Abstract

The article focuses on the elucidation of the essence of economic legal capacity as an element of economic legal personality, the analysis of its essential characteristics, as well as the delimitation of this legal category with related ones.
 Economic competence indicates the economic rights and obligations the entity is endowed with by law and constituent documents. The economic legal capacity covers the scope of economic rights and obligations that the subject is able to possess in addition to those enshrined in the law and constituent documents.
 Economic legal capacity and economic competence, as elements of economic legal personality, exist in parallel, without intersecting with each other, and include all rights and obligations of a participant in economic relations.
 The scope of economic legal capacity of the subject may be affected by various factors, such as: the organizational and legal form of economic activity; the form of ownership underlying the creation and operation of the economic entity; the legal title of the property on which it is assigned by the founder to the economic entity; the level of the subject's solvency; support for the aggression of the russian federation against Ukraine; the structure of owners of the economic entity, etc.

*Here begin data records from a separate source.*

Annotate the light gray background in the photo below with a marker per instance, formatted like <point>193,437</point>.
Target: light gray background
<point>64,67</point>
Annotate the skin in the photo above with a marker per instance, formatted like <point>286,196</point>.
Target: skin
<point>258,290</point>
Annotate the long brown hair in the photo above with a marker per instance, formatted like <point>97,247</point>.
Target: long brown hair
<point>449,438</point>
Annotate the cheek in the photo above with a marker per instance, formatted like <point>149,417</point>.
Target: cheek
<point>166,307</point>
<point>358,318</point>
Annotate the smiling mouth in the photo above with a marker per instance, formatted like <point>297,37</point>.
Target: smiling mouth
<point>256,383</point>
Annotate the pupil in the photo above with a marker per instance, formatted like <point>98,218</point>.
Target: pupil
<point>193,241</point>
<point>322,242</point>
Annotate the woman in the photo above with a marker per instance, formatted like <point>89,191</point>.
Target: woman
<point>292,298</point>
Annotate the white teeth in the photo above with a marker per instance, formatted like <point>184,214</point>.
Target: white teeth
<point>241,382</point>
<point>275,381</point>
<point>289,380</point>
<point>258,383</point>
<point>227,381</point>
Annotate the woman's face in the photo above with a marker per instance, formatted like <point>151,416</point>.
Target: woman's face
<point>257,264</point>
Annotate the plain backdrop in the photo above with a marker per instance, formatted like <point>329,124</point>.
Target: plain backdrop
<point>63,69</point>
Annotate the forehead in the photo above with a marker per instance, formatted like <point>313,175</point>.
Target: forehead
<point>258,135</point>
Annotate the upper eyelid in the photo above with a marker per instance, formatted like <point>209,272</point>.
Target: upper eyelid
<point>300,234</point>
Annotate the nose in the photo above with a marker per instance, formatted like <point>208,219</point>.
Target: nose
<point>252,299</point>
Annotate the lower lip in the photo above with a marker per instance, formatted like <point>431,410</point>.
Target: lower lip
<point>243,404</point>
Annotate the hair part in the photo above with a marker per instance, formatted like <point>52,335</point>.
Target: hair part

 The primary purpose of assigning economic legal capacity to participants of economic relations is to ensure a balance of public (state, society, territorial community) and private (economic entity) interests when organizing and implementing economic activities. Achieving such a balance in the context of establishing specific economic rights and obligations (economic competence) in the legislation and constituent documents, on the one hand, should be facilitated by legal fixation of the dispositivity of the will when exercising the ability to have economic rights and obligations (economic legal capacity) – on the other hand.
 Economic legal capacity, as distinct from economic competence, is not mentioned in the text of the Economic Code of Ukraine. Exemption of the legislator from the need to specify the legal capacity is due to the existing presumption in law of the presence of economic capacity as part of economic legal personality as its element.